介護現場ではよく「予防こそ最大のケア」と言われますが、この考え方は感染症対策にもそのまま当てはまります。

特に免疫力の弱い高齢者にとって、感染症の重症化は命に直結します。

さらに近年は、抗生物質が効かなくなる「薬剤耐性菌(AMR)」の増加が世界的な課題になっています。

これは急激に広がるパンデミックとは違い、気づかないうちに静かに進行するため、「サイレントパンデミック」とも呼ばれています。

本記事では、介護者の視点から、高齢者が感染症で重症化しやすい理由、現場で起きている問題、そして具体的な予防と対応策について、できるだけ分かりやすく解説します。

なぜ高齢者は感染症で重症化しやすいのか

結論から言えば、高齢者は「体の守る力が弱くなっている状態」にあるからです。年齢を重ねると、体内に侵入した細菌やウイルスを排除する免疫機能が低下します。

これを「免疫老化」といいます。

つまり、若い頃なら自然に回復していた感染症でも、長引いたり、重症化したりしやすくなるのです。
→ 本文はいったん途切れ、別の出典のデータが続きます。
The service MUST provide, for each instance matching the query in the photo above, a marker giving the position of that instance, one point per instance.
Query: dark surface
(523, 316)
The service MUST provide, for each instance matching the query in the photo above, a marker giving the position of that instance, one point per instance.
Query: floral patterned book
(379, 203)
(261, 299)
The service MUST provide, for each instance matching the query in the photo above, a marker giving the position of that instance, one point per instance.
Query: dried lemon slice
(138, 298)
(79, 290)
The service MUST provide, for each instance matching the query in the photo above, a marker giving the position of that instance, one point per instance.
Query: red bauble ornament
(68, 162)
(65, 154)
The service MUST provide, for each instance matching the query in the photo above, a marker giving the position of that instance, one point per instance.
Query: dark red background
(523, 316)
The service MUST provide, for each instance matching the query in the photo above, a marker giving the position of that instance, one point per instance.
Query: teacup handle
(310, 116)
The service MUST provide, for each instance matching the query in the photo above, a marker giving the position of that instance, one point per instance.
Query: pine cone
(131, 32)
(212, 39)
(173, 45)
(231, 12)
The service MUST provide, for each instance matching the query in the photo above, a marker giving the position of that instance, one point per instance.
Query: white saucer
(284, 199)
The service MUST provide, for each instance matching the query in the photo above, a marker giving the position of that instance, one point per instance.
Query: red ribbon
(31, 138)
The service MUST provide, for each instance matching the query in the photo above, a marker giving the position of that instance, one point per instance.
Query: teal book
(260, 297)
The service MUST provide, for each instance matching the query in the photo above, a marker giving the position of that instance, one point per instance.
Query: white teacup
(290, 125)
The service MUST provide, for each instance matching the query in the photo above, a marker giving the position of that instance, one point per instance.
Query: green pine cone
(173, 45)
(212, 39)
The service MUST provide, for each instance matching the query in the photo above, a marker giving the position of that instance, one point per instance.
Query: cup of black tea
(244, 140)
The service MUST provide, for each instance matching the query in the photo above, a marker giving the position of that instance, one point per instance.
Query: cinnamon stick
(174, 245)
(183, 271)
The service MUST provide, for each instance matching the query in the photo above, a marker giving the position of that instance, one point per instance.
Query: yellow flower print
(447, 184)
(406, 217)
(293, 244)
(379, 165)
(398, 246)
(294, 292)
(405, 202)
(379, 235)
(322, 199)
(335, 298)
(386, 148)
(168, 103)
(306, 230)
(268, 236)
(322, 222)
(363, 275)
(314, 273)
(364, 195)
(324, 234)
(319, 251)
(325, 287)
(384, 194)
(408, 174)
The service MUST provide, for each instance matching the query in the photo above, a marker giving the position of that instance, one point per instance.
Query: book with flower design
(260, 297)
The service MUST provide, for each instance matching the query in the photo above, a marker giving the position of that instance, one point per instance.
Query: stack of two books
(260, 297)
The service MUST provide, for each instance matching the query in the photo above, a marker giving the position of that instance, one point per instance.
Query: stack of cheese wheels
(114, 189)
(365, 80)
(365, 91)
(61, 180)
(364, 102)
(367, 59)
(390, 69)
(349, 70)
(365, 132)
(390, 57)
さらに、多くの高齢者は糖尿病や心臓病、慢性呼吸器疾患などの持病を抱えています。

これらの基礎疾患は、感染症にかかったときの回復力を弱めます。

加えて、嚥下機能の低下による誤嚥性肺炎のリスク、低栄養による免疫力の低下、筋力低下による痰の排出困難など、複数の要因が重なります。

これらは単独ではなく、連鎖的に悪循環を生みます。

世界では、今後数十年で薬剤耐性菌による死亡者数が大幅に増えるという予測もあります。
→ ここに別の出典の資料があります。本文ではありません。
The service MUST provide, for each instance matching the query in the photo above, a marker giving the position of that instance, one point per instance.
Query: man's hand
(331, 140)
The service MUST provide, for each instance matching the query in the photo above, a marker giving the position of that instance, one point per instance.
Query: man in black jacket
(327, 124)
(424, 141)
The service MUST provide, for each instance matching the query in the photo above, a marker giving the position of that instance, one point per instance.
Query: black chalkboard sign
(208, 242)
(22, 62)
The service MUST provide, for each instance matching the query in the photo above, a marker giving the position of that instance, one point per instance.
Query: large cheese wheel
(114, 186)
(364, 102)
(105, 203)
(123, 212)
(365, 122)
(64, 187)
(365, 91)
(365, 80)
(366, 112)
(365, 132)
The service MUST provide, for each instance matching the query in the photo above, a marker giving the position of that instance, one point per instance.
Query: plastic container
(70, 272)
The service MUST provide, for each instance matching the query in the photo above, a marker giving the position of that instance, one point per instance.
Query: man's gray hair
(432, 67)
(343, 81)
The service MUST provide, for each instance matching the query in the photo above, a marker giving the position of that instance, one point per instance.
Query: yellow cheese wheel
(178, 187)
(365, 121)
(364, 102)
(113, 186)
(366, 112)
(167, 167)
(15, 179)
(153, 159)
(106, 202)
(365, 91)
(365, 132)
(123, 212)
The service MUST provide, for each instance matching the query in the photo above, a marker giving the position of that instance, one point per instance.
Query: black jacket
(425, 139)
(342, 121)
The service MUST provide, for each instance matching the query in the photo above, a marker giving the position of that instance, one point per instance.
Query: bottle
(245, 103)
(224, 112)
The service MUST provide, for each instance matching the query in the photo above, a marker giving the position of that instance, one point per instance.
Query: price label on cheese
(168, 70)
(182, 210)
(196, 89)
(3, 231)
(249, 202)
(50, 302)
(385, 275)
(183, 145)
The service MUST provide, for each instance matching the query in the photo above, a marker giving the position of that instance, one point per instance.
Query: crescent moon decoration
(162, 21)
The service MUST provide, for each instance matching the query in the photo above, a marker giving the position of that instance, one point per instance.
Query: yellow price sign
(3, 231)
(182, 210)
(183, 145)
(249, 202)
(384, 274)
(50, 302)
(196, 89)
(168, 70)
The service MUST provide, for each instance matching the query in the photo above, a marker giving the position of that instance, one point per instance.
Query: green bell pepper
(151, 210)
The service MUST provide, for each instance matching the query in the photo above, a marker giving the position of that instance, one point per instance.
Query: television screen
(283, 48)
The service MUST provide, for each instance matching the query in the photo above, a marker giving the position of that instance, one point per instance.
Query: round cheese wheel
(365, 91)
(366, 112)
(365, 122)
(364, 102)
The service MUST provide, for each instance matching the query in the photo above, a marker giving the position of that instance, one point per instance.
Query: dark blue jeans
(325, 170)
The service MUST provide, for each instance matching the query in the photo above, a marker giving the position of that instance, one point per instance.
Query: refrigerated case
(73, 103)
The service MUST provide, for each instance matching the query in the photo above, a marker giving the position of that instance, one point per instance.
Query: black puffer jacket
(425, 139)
日本も例外ではなく、高齢化の進行とともに感染症リスクは確実に高まっています。

つまり、「高齢化」と「耐性菌の増加」が同時に進んでいるのが現在の社会状況です。

高齢者の本音と受診の遅れ

現場で感じるのは、高齢者の心理的な背景です。

「昔は抗生物質を飲めばすぐ治った」

「とりあえず薬を出してほしい」

「入院だけは避けたい」

こうした思いは自然なものです。

しかし、抗菌薬が万能ではない時代に入っているという事実は、十分に共有されていません。

また、「迷惑をかけたくない」「大げさにしたくない」という遠慮から、症状を我慢し、受診が遅れるケースもあります。
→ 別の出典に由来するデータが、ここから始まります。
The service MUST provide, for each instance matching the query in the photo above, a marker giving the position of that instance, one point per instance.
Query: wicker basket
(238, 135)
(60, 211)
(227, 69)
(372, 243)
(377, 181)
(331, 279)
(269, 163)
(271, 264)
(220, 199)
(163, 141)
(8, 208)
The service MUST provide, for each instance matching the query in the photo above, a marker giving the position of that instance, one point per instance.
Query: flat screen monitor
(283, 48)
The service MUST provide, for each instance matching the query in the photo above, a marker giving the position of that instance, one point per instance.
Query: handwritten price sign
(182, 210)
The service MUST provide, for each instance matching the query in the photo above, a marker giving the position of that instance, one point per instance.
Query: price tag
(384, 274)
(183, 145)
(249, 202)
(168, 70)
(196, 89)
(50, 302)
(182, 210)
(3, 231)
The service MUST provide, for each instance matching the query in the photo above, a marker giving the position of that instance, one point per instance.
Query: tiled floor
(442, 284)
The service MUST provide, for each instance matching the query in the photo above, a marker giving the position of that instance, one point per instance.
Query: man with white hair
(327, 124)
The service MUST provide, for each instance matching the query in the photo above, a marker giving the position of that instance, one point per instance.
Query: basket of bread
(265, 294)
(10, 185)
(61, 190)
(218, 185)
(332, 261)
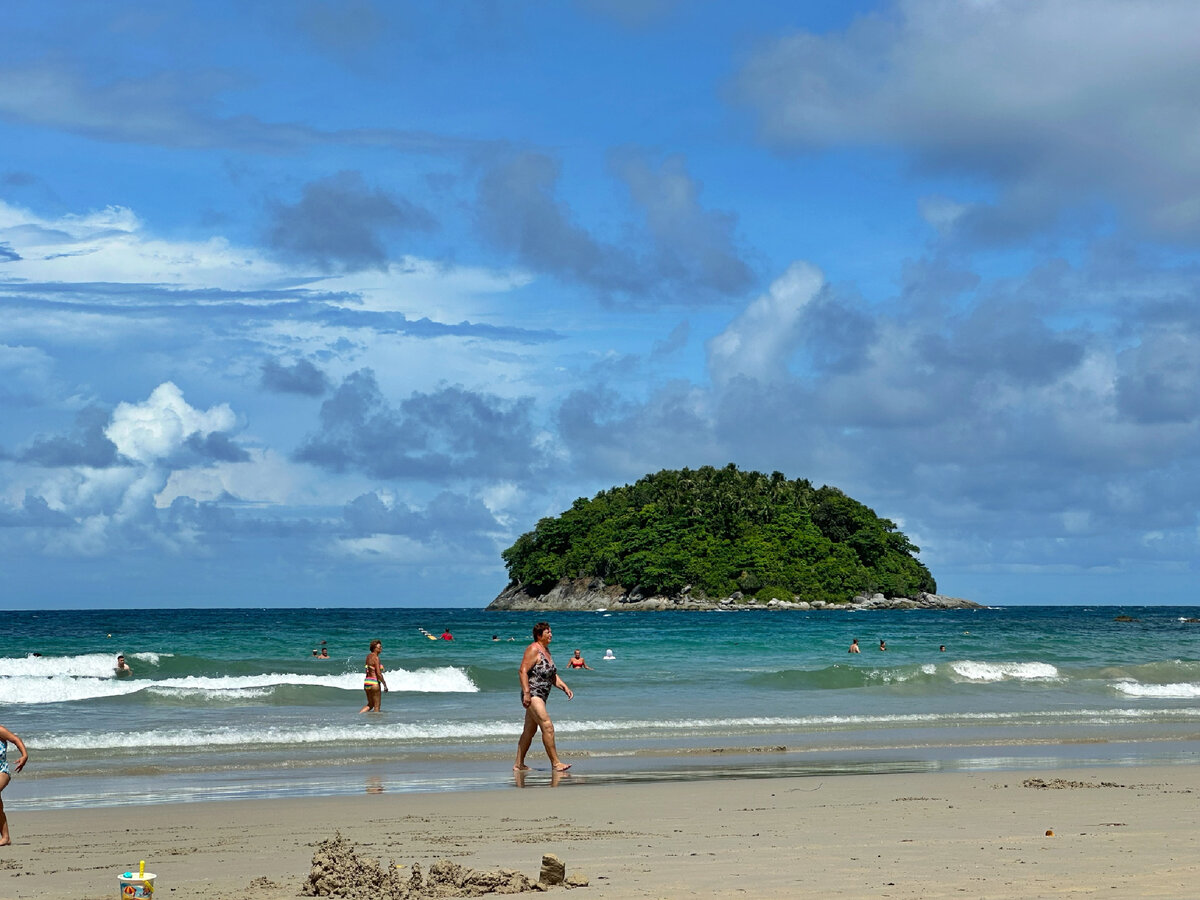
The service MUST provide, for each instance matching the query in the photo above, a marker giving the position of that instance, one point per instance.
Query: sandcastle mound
(337, 870)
その結果、軽症で済んだはずの感染症が重症化してしまうのです。

介護現場で起きている課題

介護の現場では、さまざまな現実的課題が存在します。

発熱時に家族から抗菌薬を強く希望されることがあります。

施設内で感染症が広がると、クラスター化しやすい環境でもあります。

さらに、医療機関との連携不足や、人手不足によるケアの簡略化も問題です。

これは単なる現場の努力不足ではありません。

高齢者人口の増加と医療資源の制限という、大きな社会構造の影響を受けています。

ビジネスに例えるなら、需要が急増しているのに供給体制が追いついていない状態です。

その中で「質を落とさず成果を出せ」と求められているのが、今の介護現場なのです。

予防こそ最大の対策

感染症対策の本質は、治療ではなく予防にあります。

抗菌薬の使用回数を減らすことが、耐性菌の発生を抑える最も確実な方法です。

そのためには、日常の基本行動が何より重要になります。

手洗い、アルコール消毒、マスク着用、換気といった基本的な感染対策を徹底すること。

栄養を確保し、適度な運動を続け、口腔ケアを怠らないこと。

ワクチンで予防できる感染症には積極的に対応すること。

これらは特別な医療行為ではありません。

しかし、積み重ねることで大きな差になります。企業経営でいえば、リスクマネジメントと同じです。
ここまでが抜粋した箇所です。